After a year of working at SARA (http://www.sara.nl) on the GRID, it was time to learn every thing about the GRID and its Middleware. The last few months I was also introduced to Cloud Computing, the second subject of this GridKa Summer School. It would be interesting to find out how both subjects "work together".
The registration was between 12:00 and 14:00 in the afternoon, so I decided to make the trip from Gouda to Karlsruhe by car. Leaving home at 06:45, I picked up a SARA-college at Utrecht train station round 07:30 and without almost no delays we arrived round 12:45 at the Hotel. A bus arrived at the Hotel round 13:30 and it took a large group of GridKa attendees (including me) and the Key-Note speaker to the KIT Campus Süd. Just in time for the registration we arrived, registered and at 14:00 the introduction kicked-off. The GridKa Summer School 2011 had started.
It is always a good idea to start with definitions before you start learning about them subjects. Jeff introduced GRIDs, Super Computing and Clouds using an analogy new to me: Making coffee with coffee machines. All tough the analogy worked fine and made every body in the audience laugh, a real problem became clear: There is no single definition of Cloud. By using a quote of I. Foster, Jeff made clear that whatever the final definition for CLoud will be, the GRID has a connection to it: "Grid needs Cloud to prosper; Cloud needs Grid to scale". In the lecture there was a mention and a picture of the SARA Cloud. http://gridka-school.scc.kit.edu/2011/downloads/Grids_and_Clouds_050911_jeff_templon-sanitized.pdf
The current "Cloud Hype" is powered by virtualization, Owen explains the concept. The history of virtualization goes back to the early days of modern computing and is "nothing new". Techniques like "chroot", "zones" and "jails" where always available (and used). The support of X86 for hardware virtualization, made is cheaply available, hence the current rise of virtualization. Owen gives an overview of the different type of virtualization and shows the pro's and cons. And then there is data and it preservation. Again a new analogy for me is introduced: Preserving Pizza. http://gridka-school.scc.kit.edu/2011/downloads/Virtualisation_050911_Owen_Synge.pdf
Paul explains how storage in GRID works and where it is needed. The functionality of a Storage Element (SE) in the GRID was explained. Data Storage tailored for GRID, it for example supports VO's, is provided by dCache. It is specially suited for streaming data as used by CERN and the Tier 1 storage sites. Besides disks it can use SSD when files are needed fast and often or tape for long term storage. dCache takes care of the staging.
After there lectures the first day finished with the social event located at KIT Campus Nord. Besides Flammenkuchen, Pretzels, Beer and a band there was the possibility to see the server rooms of KIT where the clusters and Tier 1 storage is located. It's always nice to see an other one's server room and recognize hardware or discover new/other solutions.

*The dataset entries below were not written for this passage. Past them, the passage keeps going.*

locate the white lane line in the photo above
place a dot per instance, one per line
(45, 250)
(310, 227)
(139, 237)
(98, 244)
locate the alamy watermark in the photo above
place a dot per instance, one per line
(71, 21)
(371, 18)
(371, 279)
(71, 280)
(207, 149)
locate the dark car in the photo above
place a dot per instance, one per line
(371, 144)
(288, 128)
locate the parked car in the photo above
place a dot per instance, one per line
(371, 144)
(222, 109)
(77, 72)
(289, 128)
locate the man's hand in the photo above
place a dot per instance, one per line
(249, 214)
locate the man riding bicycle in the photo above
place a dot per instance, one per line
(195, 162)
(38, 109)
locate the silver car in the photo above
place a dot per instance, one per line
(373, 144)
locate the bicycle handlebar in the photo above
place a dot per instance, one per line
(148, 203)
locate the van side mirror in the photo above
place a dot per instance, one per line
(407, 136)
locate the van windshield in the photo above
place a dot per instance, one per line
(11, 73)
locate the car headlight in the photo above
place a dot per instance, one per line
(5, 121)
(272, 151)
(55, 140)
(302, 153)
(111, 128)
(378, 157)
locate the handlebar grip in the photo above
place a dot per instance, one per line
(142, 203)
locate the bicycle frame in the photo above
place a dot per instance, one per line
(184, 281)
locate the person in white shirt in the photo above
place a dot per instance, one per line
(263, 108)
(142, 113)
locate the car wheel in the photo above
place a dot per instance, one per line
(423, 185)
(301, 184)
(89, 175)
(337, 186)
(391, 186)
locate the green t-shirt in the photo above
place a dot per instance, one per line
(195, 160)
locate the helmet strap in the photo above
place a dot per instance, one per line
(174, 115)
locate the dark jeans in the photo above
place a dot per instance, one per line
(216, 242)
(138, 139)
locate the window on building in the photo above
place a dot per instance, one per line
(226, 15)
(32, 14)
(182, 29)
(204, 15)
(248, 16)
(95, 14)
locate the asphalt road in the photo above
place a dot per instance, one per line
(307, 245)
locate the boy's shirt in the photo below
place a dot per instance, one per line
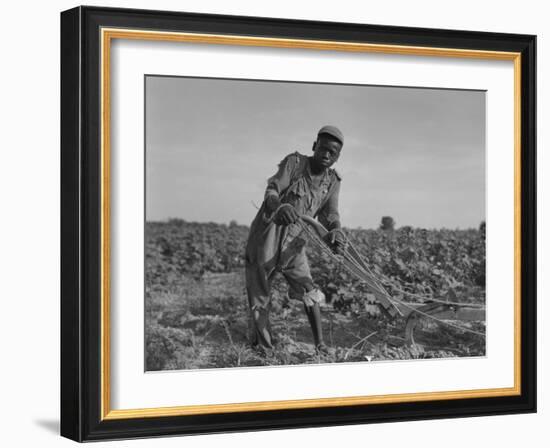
(309, 195)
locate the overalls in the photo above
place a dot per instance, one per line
(273, 248)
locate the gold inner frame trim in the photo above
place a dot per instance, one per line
(107, 35)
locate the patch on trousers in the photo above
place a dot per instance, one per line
(312, 297)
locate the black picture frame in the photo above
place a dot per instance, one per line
(81, 224)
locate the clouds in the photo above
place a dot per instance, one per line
(415, 154)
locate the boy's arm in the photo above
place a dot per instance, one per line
(330, 218)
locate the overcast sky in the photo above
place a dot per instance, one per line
(417, 155)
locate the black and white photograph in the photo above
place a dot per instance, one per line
(291, 223)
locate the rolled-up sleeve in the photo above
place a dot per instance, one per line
(329, 215)
(277, 183)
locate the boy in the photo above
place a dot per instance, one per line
(302, 186)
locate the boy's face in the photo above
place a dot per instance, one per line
(326, 151)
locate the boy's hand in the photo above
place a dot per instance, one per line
(286, 215)
(337, 239)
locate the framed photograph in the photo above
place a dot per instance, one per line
(274, 223)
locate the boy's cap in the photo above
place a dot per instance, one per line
(332, 130)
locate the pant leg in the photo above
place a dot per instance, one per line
(298, 275)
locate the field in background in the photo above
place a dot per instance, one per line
(197, 313)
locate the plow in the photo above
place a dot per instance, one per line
(414, 311)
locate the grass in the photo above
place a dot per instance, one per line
(203, 323)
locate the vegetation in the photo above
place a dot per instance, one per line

The trip back to the Hotel was by tram, quite a trip but we cloud admire Karlsruhe by night so it was worth it.
After a fine and plentiful breakfast the GridKA bus arrived at 08:30. It transported us to the KIT Campus Süd where the lectures started.
In this non technical lecture Christoph describes the structures of the european organizations involved in the GRID like EGEE, EGI and EMI. On European level there was already a budget in 1984 with the main focus on e-infrastructures (Research network GEANT), that was and still is fundamental for all other e-science projects. The current state of the European Middleware Initiative is made clear: The EMI software release consolidates other once separate projects like Globus Initiative Europe. There is no mention of UMD (Universal Middleware Distribution) of EGI. In reaction to my question about that, Christoph explains UMD is just EMI with the approval of EGI. http://gridka-school.scc.kit.edu/2011/downloads/EU_Projects_060911_Christoph_Witzig.pdf
Unlike the previous lectures, this is done by a vendor. Just by watching this presentation it is impossible to judge if any of the claims made are just vendor-speak or true facts. Hands-on experience is needed. The one thing I found interesting: Hardware Parity on read. The DDN storage does error correction on read because of the real probability of a false read of a SATA disk, which are known for their unreliability. http://gridka-school.scc.kit.edu/2011/downloads/Storage_Architectures_060911_Toine_Beckers.pdf
How to get user support and how this is arranged within EGI is explained by Sabine. The real users are in Virtual Research Groups (VCR) an extra layer on top of the Virtual Organization (VO) layer that has members in the User Community board which talks to EGI.eu who will communicate with the NGI's. I think organizing this kind of support this way will not lead to advantages but time will tell. As a last the EGI support ticket system is shown. An NGI can build its own, using the xGUS template -> http://xgus.ggus.eu http://gridka-school.scc.kit.edu/2011/downloads/Grid_User_Support_061111_Sabine_Reisser-v2.pdf
Nabil has a Dream: One interface for all king of computations. To accomplish this, bridges have to be made between Grid, Cloud and Volunteer Computing. Volunteer computing also called Public Computing has some challenges as it is anonymous, which has extra security risks, volatile and heterogeneous. Cloud has even more challenges especially because there is no definition or no common agreement on what cloud computing is. What we know according to Nabil is that it is a combination of pre-existing technologies. XtremWeb-CH is a working bridge to volunteer computing (ARC volunteer) and by making cloud part of volunteer computing no special cloud bridge is needed. Technologies to get jobs directly to the cloud will be available.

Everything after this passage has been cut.